La liste des villes américaines où l’on peut se déplacer en taxi autonome pourrait en outre bientôt considérablement s’allonger. Cruise, qui a pour ambition de générer un milliard de chiffre d’affaires d’ici 2025, a en effet récemment annoncé qu’il allait tester sa technologie dans 14 villes supplémentaires, dont Seattle, Nashville, Miami et Atlanta, autant de grandes métropoles américaines. Kyle Vogt, le directeur général de Cruise, a affirmé sur X (anciennement Twitter) que s’il avait fallu à son entreprise des années de tests à San Francisco pour perfectionner la conduite autonome de ses véhicules, elle peut désormais capitaliser sur son expérience pour conquérir de nouveaux environnements urbains bien plus rapidement. «Puisque chaque ville demande moins de travail que la précédente, nous sommes capables d’accroître le rythme auquel nous ajoutons de nouvelles villes desservies», a-t-il déclaré. Amazon, qui a racheté la jeune pousse Zoox, se tient également en embuscade, avec de premiers tests effectués à San Francisco.

Si le marché américain est l’un des plus matures sur cette technologie, elle gagne également du terrain ailleurs, et notamment en Asie. «La Chine, tout comme pour les véhicules électriques et les énergies renouvelables, a décidé de faire des véhicules autonomes un secteur stratégique et favorisé l’émergence de puissants acteurs comme Baidu, Didi ou encore Huawei, qui se sont tous diversifiés dans ce domaine. Le pays est également en train de mettre en place toute une chaîne de valeur, avec par exemple Foxconn qui fabrique des composants pour les voitures électriques», note Laurent Meilhaud, expert du marché automobile et auteur à Autonews. L’Europe n’est pas non plus en reste: Volkswagen teste ainsi des vans autonomes à Munich en collaboration avec l’Israélien Mobileye.

Un véhicule autonome protéiforme

Pour certains observateurs, ça ne fait plus aucun doute : après des années de balbutiement, la technologie est sur le point de devenir accessible au grand public. «Les taxis autonomes sont déjà une réalité dans plusieurs villes américaines, et nous prévoyons un déploiement à grande échelle en Europe au cours de la décennie», note  Kersten Heineke, expert automobile et futur de la mobilité chez McKinsey.
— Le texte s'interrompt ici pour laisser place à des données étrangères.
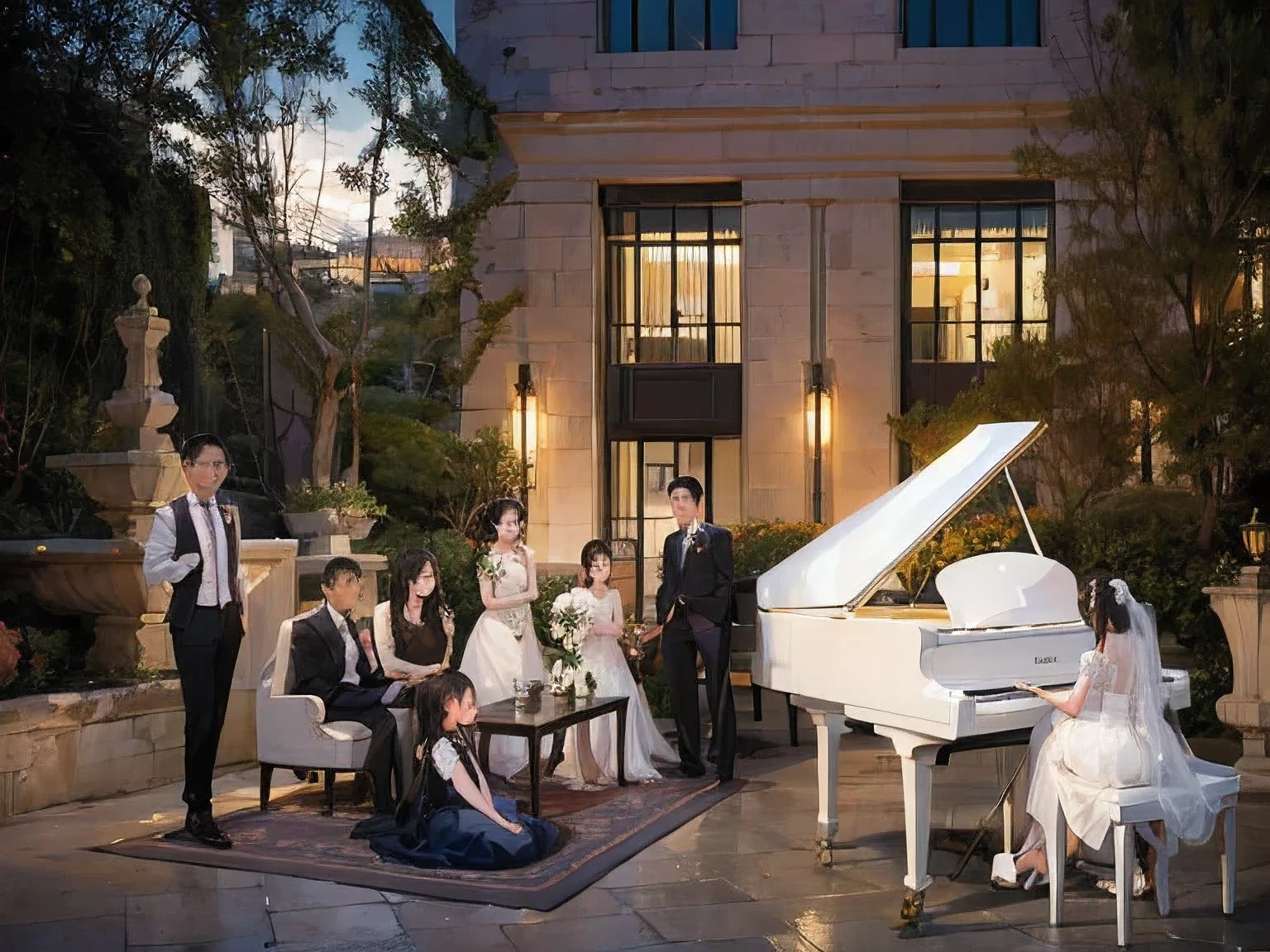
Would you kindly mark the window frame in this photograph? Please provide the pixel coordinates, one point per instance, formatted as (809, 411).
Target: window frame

Davantage que de simples taxis sans chauffeurs, l’avenir de la conduite autonome s’incarnera pour lui, du moins en Europe, dans des minivans, offrant une solution hybride entre taxi individuel et transports en commun: «Les roboshuttles, soit des véhicules de 4 à 8 places partagés entre plusieurs passagers, constitueront probablement le type principal de véhicules autonomes, et remplaceront la voiture individuelle en milieu urbain. Les robotaxis à usage individuel vont en revanche probablement rester un phénomène de niche en Europe.»

Rappelons que les premières voitures ressemblaient à des calèches, avec un moteur à la place des chevaux. De même, la forme des taxis autonomes de demain reste à inventer. Certains, comme la jeune pousse Next, imaginent des sortes de cubes offrant davantage d’espace aux passagers et pouvant s’emboîter les uns dans les autres pour former des trains de véhicules. Citons encore les navettes autonomes, à mi-chemin entre bus et taxis, qui visent à combler l’absence de transports en commun en milieu rural ou sur des campus.

Une conduite de plus en plus autonome

Pour Laurent Meilhaud, c’est dans ce type d’environnements fermés et prévisibles, ou sur des parcours bien précis que les robotaxis ont avant tout vocation à prospérer. La technologie est en revanche, selon lui, encore loin d’être suffisamment mûre pour remplacer le véhicule individuel en toutes circonstances dans un futur proche. Il est toutefois certain que l’expérience de conduite va progressivement s’autonomiser au cours des années à venir. Les dispositifs de pilotage automatique, comme celui de Tesla, prendront de plus en plus souvent le relais du chauffeur sur l’autoroute, où il y a peu de paramètres à gérer et où les ordinateurs se montrent très performants. Que ceux qui détestent faire des créneaux se réjouissent : il est également probable que l’on ne s’occupe plus de garer soi-même sa voiture dans un futur proche.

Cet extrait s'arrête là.